The Allahabad High Court delivered two rulings that fanned new life into disputes in Varanasi and Mathura, where major mosques stand adjacent to prominent temples. In each case, Hindu litigants argue that the mosques were built over portions of demolished temples during the Mughal rule.
The HC recently gave the go-ahead for a survey of the Shahi Idgah mosque complex adjacent to the Krishna Janmasthan temple in Mathura.
Earlier, on the orders of a local court, the Archaeological Survey of India (ASI) surveyed the Gyanvapi mosque next to the Kashi-Vishwanath temple. For now, the survey report remains in sealed cover.
And in a more significant ruling, the high court dismissed the Muslim side’s challenge on the maintainability of a three-decade-old petition by Hindu litigants seeks the “restoration” of the Gyanvapi mosque.
The HC dismissed Muslim side’s argument that the suit was barred under Places of Worship (Special Provisions) Act, 1991 -- a law that was supposedly meant to put an end to similar legal tussles once the Ram Janmabhoomi-Babri mosque dispute was settled.

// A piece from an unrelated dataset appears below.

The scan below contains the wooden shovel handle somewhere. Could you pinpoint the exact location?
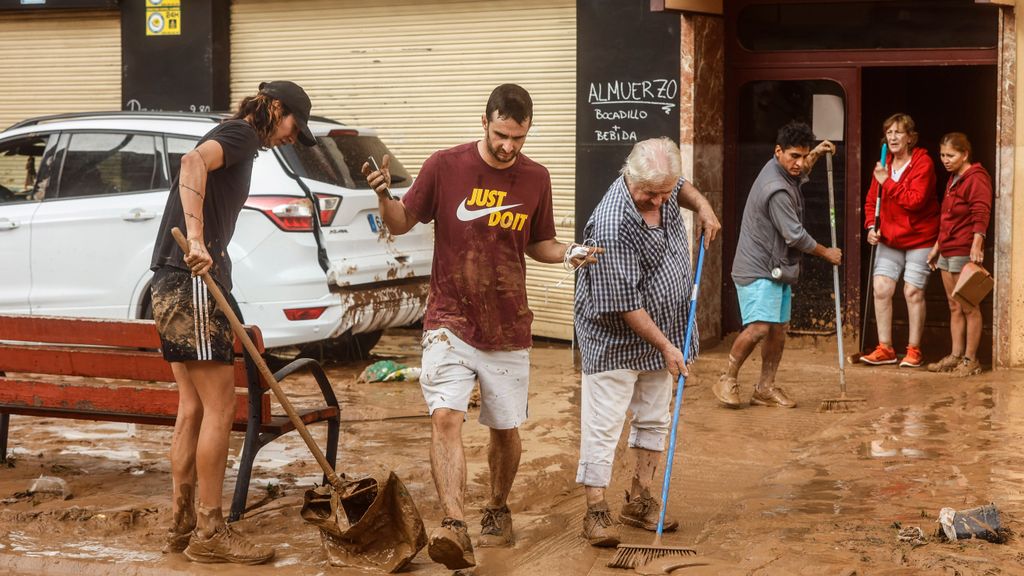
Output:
[171,227,344,490]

That Act barred the conversion of the religious character of a place of worship from what existed on 15 August 1947. But the high court has now said the “religious character” can only be determined in court through evidence offered by both sides. Either the Gyanvapi compound has a Hindu religious character or a Muslim religious character. It can’t have dual character at the same time, Justice Rohit Ranjan Agarwal said.
Ayodhya, the site of the biggest temple-mosque dispute of all, is being readied for the “pran pratistha”, or the consecration, of the Ram Lalla idol at the new temple on January 22. Prime Minister Narendra Modi will attend the mega event that comes just months ahead of the 2024 Lok Sabha elections.
The Ram Janmabhoomi Teerth Kshetra Trust triggered a minor row by suggesting that it would be best if BJP veterans L K Advani and Murli Manohar Joshi, who were at the forefront of the Ram Mandir agitation, kept away from the event because of their age and health.
The Vishva Hindu Parishad quickly stepped in for damage control There has been an infrastructure development spree in Ayodhya in tandem with the temple construction -- from the widening of roads to the construction work on a new airport. Uttar Pradesh Chief Minister Yogi Adityanath even convened a meeting of cabinet meeting in the city -- his ministers travelled there from Lucknow -- on the anniversary of the SC judgment in 2019 that paved the way for the temple’s construction.
In September, an Assembly by-poll in Ghosi brought some hope to the opposition’s INDIA grouping, which aims to take on the BJP in 2024. Samajwadi Party candidate Sudhakar Singh defeated his BJP rival, as the Congress refrained from entering the contest.